How to solve a functional equation $f(x+y)=f(x)+f(y)-f(0)$.

Question

I encountered in my research a functional equation that I'm not sure how to solve in general. It is similar to Cauchy's functional equation but includes an extra constant term of $-f(0)$. I'm not an expert in functional equations, so any help would be appreciated.

The functional equation is $f(x+y)=f(x)+f(y)-f(0)$

This is actually a part of a pair of functional equations that $f$ has to satisfy, but I'm at first interested in just solving this first functional equation. The other equation is $f(-x)=-f(x)+2f(0)$, and $f$ has to satisfy both the above one and this other one.
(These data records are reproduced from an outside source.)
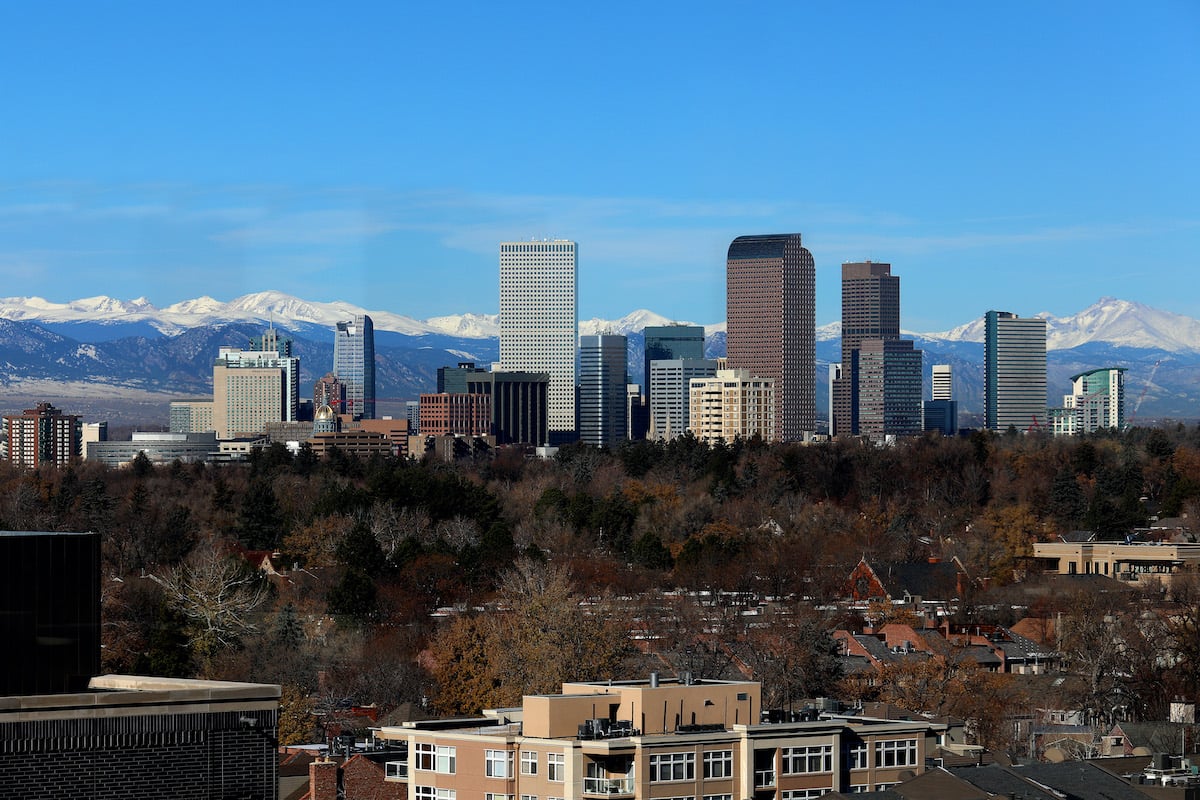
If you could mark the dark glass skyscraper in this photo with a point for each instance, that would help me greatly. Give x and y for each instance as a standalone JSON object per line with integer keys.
{"x": 771, "y": 317}
{"x": 354, "y": 365}
{"x": 870, "y": 310}
{"x": 670, "y": 342}
{"x": 601, "y": 404}
{"x": 1014, "y": 371}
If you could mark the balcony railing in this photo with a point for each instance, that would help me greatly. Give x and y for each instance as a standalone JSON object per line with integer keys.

Clearly $f(x) = x$ solves the functional equations, as does any function of the form $f(x)=ax+b$, but are there any other solutions?
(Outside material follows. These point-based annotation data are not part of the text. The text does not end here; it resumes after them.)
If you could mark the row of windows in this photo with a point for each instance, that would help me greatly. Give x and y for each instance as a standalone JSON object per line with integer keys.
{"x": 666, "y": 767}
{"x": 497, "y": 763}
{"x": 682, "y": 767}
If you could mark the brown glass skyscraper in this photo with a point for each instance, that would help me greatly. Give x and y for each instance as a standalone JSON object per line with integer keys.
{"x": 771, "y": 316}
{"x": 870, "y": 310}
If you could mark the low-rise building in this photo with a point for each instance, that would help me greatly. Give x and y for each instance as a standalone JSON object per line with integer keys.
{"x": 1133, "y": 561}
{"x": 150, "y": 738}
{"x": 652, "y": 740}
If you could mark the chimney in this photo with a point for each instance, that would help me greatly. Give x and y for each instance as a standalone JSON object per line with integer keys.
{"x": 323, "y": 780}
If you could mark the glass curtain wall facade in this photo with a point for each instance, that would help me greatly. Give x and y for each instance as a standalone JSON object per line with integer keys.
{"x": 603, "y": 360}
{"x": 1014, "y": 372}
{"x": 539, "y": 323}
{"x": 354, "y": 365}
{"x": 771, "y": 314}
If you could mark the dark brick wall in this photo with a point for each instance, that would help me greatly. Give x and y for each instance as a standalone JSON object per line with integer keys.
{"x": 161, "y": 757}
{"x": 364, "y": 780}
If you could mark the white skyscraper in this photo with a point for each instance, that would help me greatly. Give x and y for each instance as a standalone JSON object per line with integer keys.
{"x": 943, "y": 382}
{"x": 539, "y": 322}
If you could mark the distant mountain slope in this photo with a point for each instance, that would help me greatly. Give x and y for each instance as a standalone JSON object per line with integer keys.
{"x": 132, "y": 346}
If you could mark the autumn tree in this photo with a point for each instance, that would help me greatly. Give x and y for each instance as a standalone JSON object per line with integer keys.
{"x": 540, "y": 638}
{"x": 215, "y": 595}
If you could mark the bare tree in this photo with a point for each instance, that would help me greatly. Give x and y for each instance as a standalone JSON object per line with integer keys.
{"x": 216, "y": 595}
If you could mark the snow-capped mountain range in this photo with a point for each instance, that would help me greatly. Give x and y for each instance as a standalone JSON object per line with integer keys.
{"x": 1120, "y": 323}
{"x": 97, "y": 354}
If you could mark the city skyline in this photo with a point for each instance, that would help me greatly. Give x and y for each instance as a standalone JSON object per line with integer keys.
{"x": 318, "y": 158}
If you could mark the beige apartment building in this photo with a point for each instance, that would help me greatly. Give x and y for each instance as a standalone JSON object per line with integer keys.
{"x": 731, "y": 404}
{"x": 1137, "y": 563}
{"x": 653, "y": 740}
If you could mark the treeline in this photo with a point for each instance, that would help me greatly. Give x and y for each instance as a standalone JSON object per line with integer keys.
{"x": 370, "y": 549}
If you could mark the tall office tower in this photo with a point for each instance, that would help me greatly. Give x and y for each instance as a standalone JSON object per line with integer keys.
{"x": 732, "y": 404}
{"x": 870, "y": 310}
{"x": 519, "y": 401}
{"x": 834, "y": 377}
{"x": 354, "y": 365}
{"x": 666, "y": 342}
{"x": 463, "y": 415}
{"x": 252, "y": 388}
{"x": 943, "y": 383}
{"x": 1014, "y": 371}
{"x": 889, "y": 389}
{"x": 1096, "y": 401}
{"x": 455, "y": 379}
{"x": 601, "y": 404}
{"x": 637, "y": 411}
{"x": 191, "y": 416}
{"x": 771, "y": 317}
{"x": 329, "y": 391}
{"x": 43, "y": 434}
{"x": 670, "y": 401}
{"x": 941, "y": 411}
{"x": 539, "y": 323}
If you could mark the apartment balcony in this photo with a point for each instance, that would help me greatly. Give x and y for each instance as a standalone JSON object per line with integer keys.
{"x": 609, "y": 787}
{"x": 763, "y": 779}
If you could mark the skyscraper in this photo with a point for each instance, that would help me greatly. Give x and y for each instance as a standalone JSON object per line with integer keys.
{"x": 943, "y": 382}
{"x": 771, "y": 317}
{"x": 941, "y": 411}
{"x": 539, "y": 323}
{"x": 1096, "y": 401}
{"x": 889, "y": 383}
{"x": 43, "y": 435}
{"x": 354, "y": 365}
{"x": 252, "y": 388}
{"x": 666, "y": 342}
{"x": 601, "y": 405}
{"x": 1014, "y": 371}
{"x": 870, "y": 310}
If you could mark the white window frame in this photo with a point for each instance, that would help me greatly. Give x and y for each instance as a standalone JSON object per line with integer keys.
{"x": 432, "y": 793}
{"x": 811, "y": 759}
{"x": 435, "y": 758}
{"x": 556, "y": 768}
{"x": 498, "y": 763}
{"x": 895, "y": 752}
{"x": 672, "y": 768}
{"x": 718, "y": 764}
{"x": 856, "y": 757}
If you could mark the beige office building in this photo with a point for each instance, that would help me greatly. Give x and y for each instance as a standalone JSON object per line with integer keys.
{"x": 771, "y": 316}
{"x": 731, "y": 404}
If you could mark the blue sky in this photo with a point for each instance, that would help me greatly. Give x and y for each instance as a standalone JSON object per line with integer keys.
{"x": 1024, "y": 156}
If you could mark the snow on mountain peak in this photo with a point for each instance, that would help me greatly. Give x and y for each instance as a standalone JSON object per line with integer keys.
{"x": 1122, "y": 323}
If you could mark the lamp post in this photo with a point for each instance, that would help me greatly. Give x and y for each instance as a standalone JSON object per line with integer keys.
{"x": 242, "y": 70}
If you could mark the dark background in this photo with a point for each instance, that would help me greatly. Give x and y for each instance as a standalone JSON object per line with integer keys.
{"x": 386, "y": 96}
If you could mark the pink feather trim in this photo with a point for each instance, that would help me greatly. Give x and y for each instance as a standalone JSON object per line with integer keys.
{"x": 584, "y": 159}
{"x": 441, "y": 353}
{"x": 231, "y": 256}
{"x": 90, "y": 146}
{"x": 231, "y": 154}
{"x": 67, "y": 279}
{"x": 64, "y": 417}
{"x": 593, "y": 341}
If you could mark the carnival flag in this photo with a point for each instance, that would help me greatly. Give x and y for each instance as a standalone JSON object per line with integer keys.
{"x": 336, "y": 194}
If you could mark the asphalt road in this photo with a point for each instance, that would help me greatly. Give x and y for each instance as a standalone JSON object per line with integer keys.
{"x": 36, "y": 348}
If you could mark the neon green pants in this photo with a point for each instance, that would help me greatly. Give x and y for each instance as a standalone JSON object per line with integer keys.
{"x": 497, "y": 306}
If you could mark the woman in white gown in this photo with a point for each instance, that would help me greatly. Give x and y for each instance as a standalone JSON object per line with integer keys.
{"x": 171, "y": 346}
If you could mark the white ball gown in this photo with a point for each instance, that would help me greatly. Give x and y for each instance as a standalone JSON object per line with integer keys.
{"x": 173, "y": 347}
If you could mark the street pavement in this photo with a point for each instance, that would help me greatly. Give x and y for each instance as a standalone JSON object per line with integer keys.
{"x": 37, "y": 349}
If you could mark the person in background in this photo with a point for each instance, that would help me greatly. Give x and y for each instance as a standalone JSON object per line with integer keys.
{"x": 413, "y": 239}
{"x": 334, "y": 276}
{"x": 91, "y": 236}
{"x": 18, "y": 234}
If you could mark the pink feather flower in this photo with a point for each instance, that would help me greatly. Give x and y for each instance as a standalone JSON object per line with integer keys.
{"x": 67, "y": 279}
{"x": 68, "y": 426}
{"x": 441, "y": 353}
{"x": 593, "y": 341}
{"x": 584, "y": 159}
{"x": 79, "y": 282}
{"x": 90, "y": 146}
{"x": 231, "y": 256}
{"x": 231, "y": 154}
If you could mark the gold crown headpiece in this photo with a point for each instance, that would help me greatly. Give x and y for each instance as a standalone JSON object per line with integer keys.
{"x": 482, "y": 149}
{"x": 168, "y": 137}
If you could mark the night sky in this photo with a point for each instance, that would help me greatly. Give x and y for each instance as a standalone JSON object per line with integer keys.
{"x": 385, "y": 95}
Any help is much appreciated.

Answer 1

Note $g(x)=f(x)-f(0)$ satisfies Cauchy's functional equation.

Answer 2

Define $g(x) = f(x) - f(0)$. Note that the condition $f(x + y) = f(x) + f(y) - f(0)$ is equivalent to the condition $g(x + y) = g(x) + g(y)$. Thus, the solutions for $f$ are precisely the solutions for Cauchy's functional equation, plus an arbitrary constant.

Your second condition is simply a special case of your first condition, incidentally, substituting $-x$ for $y$.